A Fraternidade enquanto conceito contemporâneo, não é mais do que uma herança iluminista cuja essência reside na ideia da liberdade intrínseca do indivíduo, isto é, na coragem de pensar por si mesmo e tomar as suas próprias decisões.

Mas na verdade este vocábulo está presente nas nossas vidas desde as mais vetustas civilizações; na Roma Antiga o termo era utilizado para citar as relações de compreensão e cooperação entre irmãos descendentes de uma mesma linhagem e foi sobre esse preceito que se estabeleceu, nesse tempo, o conceito de sociedade particular em comunhão de bens. Esta noção de parentesco entre irmãos ou mesmo de irmandade, está patente na própria etimologia da palavra, de onde se retira do latim frater o significado de irmão. 

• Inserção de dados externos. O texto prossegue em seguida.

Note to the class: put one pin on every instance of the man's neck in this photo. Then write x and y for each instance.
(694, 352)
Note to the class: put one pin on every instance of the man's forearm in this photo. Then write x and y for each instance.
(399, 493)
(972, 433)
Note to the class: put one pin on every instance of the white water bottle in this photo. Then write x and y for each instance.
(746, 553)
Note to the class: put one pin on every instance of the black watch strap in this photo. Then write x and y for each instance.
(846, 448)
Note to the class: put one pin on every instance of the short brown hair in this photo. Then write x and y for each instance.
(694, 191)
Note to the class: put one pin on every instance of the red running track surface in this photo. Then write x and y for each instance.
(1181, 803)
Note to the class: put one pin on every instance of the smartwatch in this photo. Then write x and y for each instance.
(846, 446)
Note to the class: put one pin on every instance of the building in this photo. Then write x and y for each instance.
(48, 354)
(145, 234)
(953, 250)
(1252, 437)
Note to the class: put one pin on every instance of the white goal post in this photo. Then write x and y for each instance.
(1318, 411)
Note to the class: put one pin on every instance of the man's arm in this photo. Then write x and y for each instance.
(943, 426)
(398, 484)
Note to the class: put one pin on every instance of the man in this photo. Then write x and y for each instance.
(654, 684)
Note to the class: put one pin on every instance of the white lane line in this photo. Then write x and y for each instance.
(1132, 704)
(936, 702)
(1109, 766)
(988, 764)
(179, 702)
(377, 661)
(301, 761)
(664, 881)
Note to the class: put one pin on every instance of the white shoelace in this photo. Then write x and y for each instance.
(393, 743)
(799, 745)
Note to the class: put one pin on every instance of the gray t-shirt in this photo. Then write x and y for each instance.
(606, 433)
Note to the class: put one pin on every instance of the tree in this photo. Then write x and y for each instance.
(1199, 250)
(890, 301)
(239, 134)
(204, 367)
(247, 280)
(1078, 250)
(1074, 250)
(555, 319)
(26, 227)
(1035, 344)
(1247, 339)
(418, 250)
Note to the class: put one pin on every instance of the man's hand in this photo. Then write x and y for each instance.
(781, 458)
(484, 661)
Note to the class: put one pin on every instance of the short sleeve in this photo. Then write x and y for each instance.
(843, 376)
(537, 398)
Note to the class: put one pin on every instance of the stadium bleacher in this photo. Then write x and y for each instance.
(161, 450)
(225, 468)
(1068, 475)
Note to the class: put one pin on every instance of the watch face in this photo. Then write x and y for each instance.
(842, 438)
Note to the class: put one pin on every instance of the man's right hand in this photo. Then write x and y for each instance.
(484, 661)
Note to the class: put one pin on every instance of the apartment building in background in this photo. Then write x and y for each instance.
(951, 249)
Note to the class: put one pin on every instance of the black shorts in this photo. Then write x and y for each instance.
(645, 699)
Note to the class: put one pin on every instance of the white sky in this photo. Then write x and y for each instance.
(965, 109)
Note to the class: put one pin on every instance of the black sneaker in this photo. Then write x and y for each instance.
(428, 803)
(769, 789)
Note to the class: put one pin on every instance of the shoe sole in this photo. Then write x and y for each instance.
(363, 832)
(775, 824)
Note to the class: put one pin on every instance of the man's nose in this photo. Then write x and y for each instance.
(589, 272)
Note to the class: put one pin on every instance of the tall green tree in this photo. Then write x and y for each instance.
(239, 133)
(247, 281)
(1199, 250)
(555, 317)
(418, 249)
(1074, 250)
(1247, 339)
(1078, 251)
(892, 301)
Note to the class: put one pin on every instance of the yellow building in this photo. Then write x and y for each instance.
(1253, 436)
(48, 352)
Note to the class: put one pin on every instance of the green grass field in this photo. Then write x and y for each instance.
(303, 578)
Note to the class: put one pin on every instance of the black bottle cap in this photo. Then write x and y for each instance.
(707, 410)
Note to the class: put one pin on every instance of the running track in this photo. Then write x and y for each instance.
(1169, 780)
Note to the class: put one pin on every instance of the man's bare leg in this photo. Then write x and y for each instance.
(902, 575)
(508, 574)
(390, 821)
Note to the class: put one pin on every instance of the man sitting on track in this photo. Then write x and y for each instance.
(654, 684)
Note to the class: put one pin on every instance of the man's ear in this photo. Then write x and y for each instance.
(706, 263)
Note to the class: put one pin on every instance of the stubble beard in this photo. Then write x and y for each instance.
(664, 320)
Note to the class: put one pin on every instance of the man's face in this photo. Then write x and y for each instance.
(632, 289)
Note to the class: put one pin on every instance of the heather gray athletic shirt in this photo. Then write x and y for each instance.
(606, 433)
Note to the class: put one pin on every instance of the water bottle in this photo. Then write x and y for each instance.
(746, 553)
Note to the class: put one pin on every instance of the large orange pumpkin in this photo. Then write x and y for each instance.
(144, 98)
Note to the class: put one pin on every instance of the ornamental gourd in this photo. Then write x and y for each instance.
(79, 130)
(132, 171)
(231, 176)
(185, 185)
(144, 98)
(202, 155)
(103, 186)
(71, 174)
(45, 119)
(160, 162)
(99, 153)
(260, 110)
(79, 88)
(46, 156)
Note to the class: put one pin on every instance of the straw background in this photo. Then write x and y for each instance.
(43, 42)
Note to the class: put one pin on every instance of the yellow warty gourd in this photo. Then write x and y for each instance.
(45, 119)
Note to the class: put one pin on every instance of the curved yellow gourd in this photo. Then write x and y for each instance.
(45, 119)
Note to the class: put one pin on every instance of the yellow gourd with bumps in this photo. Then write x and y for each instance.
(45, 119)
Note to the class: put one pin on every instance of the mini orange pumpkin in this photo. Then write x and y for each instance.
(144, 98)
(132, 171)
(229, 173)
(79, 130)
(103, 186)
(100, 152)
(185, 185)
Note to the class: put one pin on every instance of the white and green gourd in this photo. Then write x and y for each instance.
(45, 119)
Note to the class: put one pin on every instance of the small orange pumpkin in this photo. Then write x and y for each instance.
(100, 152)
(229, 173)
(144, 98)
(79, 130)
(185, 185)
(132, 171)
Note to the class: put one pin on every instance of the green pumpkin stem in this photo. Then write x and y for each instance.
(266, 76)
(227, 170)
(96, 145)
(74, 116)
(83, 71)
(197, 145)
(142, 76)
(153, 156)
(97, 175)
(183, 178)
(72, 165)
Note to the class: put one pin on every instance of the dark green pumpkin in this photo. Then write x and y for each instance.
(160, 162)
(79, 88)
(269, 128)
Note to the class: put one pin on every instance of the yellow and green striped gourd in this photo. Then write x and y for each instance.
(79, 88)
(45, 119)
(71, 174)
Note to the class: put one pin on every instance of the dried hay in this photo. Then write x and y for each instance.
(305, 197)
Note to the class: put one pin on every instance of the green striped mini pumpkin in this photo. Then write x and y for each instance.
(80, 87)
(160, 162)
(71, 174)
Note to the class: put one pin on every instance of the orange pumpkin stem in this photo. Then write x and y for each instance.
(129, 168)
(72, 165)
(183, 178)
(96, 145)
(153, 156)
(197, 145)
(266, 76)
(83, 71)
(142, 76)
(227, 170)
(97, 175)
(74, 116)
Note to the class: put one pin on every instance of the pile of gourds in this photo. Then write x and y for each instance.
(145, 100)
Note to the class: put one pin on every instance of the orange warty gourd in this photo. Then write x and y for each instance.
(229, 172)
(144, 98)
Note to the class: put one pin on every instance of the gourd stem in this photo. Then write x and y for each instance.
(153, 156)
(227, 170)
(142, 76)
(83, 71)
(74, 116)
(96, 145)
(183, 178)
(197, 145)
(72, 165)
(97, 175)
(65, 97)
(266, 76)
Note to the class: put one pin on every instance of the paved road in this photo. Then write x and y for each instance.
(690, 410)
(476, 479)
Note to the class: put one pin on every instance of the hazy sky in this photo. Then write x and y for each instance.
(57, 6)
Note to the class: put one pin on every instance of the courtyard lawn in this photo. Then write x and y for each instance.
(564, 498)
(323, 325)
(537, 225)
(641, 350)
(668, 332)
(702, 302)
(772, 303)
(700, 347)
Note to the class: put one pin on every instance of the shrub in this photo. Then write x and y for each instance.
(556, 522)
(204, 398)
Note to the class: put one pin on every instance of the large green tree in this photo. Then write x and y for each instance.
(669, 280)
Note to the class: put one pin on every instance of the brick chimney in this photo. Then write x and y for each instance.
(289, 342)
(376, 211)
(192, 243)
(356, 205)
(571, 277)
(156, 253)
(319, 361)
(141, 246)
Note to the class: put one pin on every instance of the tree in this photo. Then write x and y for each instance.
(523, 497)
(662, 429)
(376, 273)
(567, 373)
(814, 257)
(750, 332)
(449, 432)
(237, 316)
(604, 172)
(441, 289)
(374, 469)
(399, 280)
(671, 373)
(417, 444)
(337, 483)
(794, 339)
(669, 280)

Mais tarde, com a eclosão do Cristianismo, o conceito de fraternidade desenvolve-se como ideia, deixando de estar associado apenas ao vínculo sanguíneo entre os homens, e passando a estar fundamentalmente ligado à conceção de próximo, já que, para os Cristãos, o homem é uma criação de Deus à sua imagem e semelhança, e por conseguinte prevalece a crença em todos os homens como irmãos.

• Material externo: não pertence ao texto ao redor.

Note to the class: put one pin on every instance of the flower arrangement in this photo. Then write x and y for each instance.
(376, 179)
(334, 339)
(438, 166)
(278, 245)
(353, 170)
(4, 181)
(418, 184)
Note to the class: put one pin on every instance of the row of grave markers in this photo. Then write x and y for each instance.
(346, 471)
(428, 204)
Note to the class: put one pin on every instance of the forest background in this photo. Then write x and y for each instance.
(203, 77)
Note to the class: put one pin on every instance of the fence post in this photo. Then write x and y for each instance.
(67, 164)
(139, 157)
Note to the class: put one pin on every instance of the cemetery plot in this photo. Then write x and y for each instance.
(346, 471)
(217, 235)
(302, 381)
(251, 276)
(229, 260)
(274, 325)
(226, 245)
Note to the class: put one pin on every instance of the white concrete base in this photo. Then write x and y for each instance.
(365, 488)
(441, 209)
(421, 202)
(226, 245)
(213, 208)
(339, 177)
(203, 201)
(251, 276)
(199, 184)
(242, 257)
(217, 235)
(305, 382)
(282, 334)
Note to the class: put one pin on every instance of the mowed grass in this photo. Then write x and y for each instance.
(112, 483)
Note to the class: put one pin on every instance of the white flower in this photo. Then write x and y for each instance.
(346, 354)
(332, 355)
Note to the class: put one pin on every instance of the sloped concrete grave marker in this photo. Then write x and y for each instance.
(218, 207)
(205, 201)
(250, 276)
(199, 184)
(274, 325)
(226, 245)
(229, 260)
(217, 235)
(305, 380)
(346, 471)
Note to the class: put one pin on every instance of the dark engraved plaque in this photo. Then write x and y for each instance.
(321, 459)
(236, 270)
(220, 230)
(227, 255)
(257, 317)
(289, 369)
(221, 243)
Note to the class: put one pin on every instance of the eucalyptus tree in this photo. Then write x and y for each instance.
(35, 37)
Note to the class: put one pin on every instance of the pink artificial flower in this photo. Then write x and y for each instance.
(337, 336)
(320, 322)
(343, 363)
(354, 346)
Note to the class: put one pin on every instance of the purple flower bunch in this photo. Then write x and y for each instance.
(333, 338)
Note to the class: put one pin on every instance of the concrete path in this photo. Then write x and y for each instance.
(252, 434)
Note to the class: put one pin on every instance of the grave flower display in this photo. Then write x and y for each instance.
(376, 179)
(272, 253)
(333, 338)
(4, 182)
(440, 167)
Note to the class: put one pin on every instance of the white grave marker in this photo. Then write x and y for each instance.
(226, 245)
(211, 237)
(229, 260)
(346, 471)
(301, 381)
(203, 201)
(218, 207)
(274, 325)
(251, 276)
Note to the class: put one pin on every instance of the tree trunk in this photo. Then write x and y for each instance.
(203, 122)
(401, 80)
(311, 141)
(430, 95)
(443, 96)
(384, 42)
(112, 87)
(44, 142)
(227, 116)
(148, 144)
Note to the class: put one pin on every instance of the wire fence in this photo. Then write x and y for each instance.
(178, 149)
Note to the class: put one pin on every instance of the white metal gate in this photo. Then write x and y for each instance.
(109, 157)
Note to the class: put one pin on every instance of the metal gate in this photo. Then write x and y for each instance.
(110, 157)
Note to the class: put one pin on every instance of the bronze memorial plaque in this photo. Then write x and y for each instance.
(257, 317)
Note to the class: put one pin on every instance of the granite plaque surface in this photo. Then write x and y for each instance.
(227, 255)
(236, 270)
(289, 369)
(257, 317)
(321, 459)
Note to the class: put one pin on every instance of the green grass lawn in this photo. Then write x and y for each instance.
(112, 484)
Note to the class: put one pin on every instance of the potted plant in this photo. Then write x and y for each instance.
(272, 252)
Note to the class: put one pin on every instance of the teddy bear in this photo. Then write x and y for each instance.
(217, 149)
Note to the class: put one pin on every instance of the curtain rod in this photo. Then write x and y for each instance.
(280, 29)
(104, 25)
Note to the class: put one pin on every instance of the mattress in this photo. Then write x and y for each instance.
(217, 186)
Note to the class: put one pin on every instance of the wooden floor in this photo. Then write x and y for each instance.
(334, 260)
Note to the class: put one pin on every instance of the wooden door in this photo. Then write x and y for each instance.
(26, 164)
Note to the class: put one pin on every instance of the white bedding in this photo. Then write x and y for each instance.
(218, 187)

Já na Idade Moderna, a fraternidade encontra presença como categoria política, juntamente com a liberdade e com a igualdade, através da divisa consagrada na revolução francesa; estes vocábulos têm a sua origem em 1789 no lema “liberdade, igualdade ou morte” cunhado por estes revolucionários, e o seu culminar em 1848, no decorrer da segunda república, quando finalmente se estabelece a tríade liberdade, igualdade e fraternidade como emblema oficial de França e posteriormente como lema da Maçonaria. 

Na Europa dita latina, estas revoluções liberais sublevaram povos contra tronos, esses tronos que desde a Idade Média se ancoravam em altares, ao terem por base a teologia política em que quer o poder, no ofício régio, quer a ordem social estabelecida, eram ambos legitimados pela religião. Quando esta trilogia “Liberdade, Igualdade, Fraternidade“ se consolida no século XIX, marca indelevelmente uma nova era; era em que ainda hoje vivemos, entre o Liberalismo e o Republicanismo.

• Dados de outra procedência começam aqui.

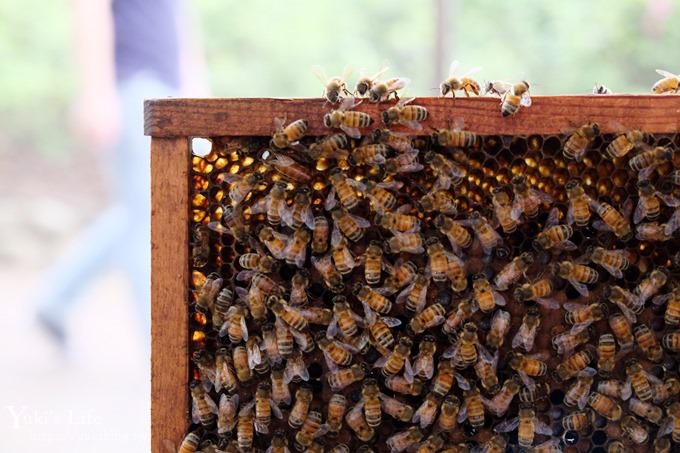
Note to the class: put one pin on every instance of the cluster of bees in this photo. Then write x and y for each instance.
(369, 309)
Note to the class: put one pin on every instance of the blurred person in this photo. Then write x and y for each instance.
(126, 51)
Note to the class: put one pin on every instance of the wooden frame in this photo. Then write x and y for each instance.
(172, 122)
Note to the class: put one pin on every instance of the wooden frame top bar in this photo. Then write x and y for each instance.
(548, 115)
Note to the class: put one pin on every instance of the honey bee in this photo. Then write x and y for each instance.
(605, 406)
(527, 199)
(463, 83)
(342, 256)
(648, 343)
(527, 367)
(399, 384)
(203, 407)
(579, 204)
(430, 317)
(296, 369)
(426, 414)
(578, 392)
(400, 142)
(580, 140)
(350, 226)
(581, 316)
(448, 413)
(337, 405)
(349, 121)
(446, 171)
(615, 388)
(576, 274)
(334, 86)
(458, 237)
(205, 299)
(669, 84)
(403, 163)
(485, 369)
(578, 420)
(395, 408)
(371, 402)
(320, 234)
(373, 299)
(651, 285)
(639, 380)
(372, 154)
(381, 91)
(276, 242)
(526, 334)
(245, 431)
(464, 351)
(537, 291)
(572, 365)
(423, 364)
(566, 342)
(357, 423)
(310, 429)
(200, 252)
(484, 295)
(634, 430)
(601, 89)
(668, 389)
(527, 424)
(333, 146)
(401, 275)
(625, 143)
(280, 390)
(408, 115)
(240, 185)
(621, 329)
(232, 217)
(330, 275)
(465, 309)
(225, 375)
(235, 324)
(440, 201)
(646, 410)
(500, 326)
(647, 161)
(516, 96)
(606, 354)
(649, 202)
(300, 213)
(403, 440)
(397, 360)
(500, 403)
(343, 377)
(288, 136)
(472, 408)
(502, 206)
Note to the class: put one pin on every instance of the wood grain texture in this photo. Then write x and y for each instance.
(169, 283)
(547, 115)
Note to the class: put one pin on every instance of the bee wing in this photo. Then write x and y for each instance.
(453, 67)
(507, 425)
(541, 427)
(665, 73)
(351, 131)
(320, 74)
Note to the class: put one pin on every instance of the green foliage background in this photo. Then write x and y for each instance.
(266, 48)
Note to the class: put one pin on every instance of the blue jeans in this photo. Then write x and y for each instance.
(122, 233)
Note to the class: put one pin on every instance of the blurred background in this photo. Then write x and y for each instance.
(83, 382)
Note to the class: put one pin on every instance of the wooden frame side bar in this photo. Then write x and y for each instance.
(170, 160)
(547, 115)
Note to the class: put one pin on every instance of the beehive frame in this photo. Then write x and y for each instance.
(172, 123)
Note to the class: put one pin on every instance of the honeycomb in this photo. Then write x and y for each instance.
(490, 163)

Esta liberdade física do homem foi estabelecida sob a génese do pensamento de que todos os homens nascem livres e iguais; a fraternidade vem complementar este ideal, pois uma sociedade com homens livres e iguais não se pode sustentar se não houver fraternidade. Na Maçonaria, esta circunstância fica bem patente no momento da iniciação de um profano, que após receber a luz passa a ser reconhecido como um irmão por todos os maçons. Para se adquirir este espírito fraterno é necessário ter respeito, benevolência, modéstia, afeto, cordialidade e todos os outros valores que possam remeter ao amor que deve prevalecer no seio familiar.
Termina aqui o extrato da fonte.